Opdat iemand prijsregulerend kan optreden inzake bouwgronden, is een strategische inzet van een voldoende groot marktaandeel noodzakelijk. Voor zover de Vlaamse overheid dit al zou willen - en dat is niet het geval - dan zijn hiervoor zoveel middelen nodig dat dit in de praktijk nauwelijks haalbaar is. Ingrijpen in de overeenkomst bij de verkoop van een onroerend goed is niet mogelijk in functie van de nationaliteit of het inkomensniveau van de koper. De Vlaamse regering heeft ondertussen zijn bevoegdheid inzake de fiscaliteit bij verwerving aangewend om belangrijke verminderingen te bekomen. Dit neemt niet weg dat de tegemoetkomingen via de algemene personenbelasting op federaal niveau de kopers of bouwers van de eigen eerste woning een groter financieel voordeel kunnen opleveren. De Vlaamse overheid heeft dus in wezen beperkte mogelijkheden voor de verkoop van onroerende goederen tussen particulieren.

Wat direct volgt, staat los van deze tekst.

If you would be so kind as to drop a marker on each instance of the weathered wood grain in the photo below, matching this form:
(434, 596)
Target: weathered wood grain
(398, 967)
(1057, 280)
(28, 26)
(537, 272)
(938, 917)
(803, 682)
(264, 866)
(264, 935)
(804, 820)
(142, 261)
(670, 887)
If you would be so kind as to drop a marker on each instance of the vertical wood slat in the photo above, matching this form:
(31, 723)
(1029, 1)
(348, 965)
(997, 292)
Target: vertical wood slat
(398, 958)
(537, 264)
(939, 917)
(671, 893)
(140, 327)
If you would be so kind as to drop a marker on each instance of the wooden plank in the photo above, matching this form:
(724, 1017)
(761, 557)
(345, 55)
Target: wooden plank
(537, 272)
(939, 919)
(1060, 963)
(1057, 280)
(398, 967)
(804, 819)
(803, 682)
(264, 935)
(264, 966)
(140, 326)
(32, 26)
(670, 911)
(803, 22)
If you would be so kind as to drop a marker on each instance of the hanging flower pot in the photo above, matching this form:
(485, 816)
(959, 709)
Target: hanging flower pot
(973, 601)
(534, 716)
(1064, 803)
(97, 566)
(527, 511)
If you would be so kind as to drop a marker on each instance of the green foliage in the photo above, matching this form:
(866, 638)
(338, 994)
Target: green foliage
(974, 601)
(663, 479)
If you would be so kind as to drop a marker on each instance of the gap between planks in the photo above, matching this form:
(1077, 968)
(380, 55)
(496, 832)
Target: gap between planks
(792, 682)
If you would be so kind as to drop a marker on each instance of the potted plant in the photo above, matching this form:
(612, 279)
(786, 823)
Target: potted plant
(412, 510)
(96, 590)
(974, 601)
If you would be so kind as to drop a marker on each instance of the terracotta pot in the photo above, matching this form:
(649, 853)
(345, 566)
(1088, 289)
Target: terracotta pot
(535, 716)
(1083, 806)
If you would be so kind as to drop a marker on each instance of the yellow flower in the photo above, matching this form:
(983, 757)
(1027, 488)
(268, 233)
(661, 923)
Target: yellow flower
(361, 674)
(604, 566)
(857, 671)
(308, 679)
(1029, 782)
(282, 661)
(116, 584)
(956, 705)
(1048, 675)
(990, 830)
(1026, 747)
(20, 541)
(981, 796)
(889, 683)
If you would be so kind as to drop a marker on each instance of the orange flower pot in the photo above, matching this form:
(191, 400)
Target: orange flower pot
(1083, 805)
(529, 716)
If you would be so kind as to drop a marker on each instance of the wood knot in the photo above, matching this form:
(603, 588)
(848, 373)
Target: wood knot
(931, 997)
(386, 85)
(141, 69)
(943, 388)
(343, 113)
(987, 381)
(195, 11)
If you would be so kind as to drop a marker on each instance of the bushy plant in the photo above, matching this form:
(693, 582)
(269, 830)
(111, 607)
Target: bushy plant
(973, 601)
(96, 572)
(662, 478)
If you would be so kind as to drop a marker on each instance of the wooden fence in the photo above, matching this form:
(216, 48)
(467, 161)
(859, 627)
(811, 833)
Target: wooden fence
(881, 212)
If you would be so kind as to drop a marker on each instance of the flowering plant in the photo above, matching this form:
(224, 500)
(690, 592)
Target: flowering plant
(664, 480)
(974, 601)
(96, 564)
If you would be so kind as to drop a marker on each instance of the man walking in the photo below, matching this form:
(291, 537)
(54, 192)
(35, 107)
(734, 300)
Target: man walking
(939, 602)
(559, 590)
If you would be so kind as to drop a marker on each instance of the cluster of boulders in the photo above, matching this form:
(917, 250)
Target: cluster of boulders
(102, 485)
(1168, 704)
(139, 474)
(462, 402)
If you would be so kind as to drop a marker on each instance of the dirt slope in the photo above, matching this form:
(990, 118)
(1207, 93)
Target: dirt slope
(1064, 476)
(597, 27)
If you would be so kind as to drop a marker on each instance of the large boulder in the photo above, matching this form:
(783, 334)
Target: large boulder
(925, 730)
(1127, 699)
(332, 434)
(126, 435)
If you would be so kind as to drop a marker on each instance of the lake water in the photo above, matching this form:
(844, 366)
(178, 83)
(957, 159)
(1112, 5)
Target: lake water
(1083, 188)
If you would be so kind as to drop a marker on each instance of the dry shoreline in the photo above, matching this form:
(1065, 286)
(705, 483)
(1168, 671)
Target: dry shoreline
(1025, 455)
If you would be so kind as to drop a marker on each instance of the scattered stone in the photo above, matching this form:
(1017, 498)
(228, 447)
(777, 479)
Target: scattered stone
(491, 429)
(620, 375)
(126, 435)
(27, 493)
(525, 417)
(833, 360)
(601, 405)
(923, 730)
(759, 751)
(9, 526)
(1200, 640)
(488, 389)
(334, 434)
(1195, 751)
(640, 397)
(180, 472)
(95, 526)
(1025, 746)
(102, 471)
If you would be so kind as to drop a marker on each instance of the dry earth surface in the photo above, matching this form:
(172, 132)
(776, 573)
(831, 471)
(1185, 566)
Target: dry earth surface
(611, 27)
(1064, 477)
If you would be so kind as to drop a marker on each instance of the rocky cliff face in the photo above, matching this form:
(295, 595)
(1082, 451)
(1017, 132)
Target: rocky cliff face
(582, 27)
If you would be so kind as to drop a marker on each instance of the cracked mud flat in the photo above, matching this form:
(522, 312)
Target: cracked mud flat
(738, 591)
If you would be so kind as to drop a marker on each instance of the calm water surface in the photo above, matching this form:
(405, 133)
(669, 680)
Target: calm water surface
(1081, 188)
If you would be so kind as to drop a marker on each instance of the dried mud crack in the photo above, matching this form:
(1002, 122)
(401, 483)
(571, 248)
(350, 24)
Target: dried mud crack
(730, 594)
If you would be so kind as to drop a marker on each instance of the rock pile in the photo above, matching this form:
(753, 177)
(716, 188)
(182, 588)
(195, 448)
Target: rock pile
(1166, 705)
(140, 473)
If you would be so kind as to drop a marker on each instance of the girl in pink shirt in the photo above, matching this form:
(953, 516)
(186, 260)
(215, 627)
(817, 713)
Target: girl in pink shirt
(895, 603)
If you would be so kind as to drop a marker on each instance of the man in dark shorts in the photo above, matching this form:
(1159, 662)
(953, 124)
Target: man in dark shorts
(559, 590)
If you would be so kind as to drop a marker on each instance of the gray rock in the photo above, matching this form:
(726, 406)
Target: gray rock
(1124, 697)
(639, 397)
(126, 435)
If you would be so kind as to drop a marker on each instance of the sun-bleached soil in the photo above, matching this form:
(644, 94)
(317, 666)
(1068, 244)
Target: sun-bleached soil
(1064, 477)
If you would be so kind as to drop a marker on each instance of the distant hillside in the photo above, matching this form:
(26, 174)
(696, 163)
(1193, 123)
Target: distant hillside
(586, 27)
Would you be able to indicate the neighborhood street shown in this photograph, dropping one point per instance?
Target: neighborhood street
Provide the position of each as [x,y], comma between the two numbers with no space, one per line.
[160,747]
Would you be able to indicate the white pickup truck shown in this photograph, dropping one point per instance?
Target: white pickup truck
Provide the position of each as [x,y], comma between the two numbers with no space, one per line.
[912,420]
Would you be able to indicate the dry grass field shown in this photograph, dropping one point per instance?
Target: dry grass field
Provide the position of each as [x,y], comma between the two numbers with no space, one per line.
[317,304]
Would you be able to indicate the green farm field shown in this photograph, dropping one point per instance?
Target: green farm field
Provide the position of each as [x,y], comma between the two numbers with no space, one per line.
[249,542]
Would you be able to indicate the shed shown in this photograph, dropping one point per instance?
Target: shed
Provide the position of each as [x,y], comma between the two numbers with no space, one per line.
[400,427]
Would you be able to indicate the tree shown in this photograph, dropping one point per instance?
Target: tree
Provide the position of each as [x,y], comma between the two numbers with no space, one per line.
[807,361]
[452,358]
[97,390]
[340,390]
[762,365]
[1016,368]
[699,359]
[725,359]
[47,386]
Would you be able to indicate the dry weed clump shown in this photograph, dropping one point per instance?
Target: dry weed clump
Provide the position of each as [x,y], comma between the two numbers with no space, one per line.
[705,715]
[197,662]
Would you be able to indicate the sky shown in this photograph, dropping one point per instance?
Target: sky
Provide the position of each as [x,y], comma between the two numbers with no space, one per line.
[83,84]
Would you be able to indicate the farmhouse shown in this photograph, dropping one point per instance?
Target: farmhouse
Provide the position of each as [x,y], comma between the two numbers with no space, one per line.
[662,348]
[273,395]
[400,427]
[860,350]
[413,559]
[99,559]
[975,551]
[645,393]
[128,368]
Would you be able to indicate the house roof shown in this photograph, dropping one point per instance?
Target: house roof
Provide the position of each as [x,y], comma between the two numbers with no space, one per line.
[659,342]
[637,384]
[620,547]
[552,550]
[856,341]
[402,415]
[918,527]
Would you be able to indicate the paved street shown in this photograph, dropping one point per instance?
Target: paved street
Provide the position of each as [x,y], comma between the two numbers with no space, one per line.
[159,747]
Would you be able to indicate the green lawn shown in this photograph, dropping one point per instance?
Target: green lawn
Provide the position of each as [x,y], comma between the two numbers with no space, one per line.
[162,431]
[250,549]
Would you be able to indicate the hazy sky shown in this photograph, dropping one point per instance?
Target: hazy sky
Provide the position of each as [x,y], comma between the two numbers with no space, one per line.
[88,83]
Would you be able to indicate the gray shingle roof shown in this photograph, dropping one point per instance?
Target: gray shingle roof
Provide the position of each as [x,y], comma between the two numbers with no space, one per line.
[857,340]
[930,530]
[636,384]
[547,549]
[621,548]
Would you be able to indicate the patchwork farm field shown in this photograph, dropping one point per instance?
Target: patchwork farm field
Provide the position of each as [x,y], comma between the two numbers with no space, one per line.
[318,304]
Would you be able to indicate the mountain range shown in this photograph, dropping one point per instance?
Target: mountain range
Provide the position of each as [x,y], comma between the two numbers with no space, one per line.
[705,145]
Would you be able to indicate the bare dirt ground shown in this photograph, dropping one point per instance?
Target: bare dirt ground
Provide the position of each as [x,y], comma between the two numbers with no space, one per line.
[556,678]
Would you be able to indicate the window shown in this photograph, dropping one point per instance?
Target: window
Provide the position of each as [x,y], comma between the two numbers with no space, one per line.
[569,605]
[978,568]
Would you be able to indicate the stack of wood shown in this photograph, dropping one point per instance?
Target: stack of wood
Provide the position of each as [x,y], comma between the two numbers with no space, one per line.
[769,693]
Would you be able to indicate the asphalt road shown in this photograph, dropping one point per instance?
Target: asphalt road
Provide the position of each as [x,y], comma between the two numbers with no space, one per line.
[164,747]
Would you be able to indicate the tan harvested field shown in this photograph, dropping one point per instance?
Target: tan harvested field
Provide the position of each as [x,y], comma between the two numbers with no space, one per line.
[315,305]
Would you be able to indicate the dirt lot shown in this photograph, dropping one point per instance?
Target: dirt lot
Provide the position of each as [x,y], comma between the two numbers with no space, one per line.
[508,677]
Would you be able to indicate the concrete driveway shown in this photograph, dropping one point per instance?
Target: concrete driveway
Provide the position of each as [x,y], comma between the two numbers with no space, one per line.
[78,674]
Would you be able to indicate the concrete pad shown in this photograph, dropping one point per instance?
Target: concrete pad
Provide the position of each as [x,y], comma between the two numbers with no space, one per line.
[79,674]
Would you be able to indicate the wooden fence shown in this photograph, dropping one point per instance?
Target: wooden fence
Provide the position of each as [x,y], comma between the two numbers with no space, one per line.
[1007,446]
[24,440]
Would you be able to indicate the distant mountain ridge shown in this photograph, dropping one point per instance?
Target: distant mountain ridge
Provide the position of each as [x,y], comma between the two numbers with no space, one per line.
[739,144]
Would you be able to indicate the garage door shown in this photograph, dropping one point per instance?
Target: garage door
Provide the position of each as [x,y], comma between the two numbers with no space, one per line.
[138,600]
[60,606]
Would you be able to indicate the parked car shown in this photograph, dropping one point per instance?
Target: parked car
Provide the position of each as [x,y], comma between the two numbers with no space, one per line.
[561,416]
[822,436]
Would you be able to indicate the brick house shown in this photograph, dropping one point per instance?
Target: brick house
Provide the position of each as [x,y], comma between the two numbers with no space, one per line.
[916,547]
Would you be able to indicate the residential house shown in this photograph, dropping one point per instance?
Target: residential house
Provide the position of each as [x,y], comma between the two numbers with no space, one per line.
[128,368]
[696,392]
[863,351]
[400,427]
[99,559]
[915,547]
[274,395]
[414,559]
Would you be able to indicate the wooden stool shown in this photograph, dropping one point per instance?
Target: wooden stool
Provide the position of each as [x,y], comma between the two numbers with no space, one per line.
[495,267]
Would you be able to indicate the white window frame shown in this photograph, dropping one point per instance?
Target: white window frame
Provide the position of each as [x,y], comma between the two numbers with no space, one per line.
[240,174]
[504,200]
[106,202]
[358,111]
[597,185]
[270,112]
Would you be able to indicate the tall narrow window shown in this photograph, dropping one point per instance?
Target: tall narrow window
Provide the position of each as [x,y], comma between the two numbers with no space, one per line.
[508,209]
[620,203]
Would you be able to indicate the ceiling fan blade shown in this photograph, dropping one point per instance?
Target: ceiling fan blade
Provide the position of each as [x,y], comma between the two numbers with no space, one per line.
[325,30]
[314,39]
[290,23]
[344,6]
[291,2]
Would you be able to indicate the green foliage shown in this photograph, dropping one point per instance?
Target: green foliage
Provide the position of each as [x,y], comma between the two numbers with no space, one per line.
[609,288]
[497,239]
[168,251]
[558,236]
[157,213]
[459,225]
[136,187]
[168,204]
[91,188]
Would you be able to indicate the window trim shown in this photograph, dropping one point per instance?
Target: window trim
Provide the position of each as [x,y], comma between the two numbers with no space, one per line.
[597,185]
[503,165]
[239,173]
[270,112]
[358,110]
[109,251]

Mevrouw Heeren, uw tweede vraag vereist een dubbel antwoord. Enerzijds is er de vraag hoe het aanbod aan bouwgronden kan toenemen, en anderzijds de vraag naar de betaalbaarheid van het aanbod. Het instrumentarium waarover gemeenten kunnen beschikken om te voldoen aan de behoefte aan bijkomende bouwgronden spruit in hoofdzaak voort uit het decreet op de ruimtelijke ordening. Daarnaast is er voor de percelen met juridische grond voor woningbouw en gelegen aan de uitgeruste weg de mogelijkheid om via stimulerende en/of ontradende fiscale maatregelen het effectieve aanbod te verhogen. De gemeenten kunnen via de uitvoeringsplannen specifieke bepalingen opnemen waardoor een gedeelte van de gronden vooral voor de modale inkomensgroepen interessant worden, en minder voor de zeer kapitaalkrachtige gezinnen. Het kan daarbij gaan om het hanteren van minimale dichtheden, sociale huisvesting als bestemming, enzovoort. Vervolgens kunnen de gemeente en de socialehuisvestingssector ingrijpen via een aanvraag tot onteigeningsmachtiging. Uiteraard gaat het dan om sociale huisvesting, waarvoor een aantoonbare behoefte moet bestaan. Daarnaast kan worden ingespeeld op het recht van voorkoop voor inventariswoningen of na afbakening van de zogenaamde bijzondere gebieden. Ook de socialehuisvestingssector kan hier gebruik van maken.
De ondersteuning van de eigendomsverwerving voor modale gezinnen verloopt op dit ogenblik langs verschillende kanalen. Enerzijds is er de bouwpremie die tot eind 2002 in voege blijft. Een evaluatie daarvan zal mee aan de basis liggen van een veralgemeende heroriëntering van de particuliere premies die werden aangehaald in mijn beleidsbrief.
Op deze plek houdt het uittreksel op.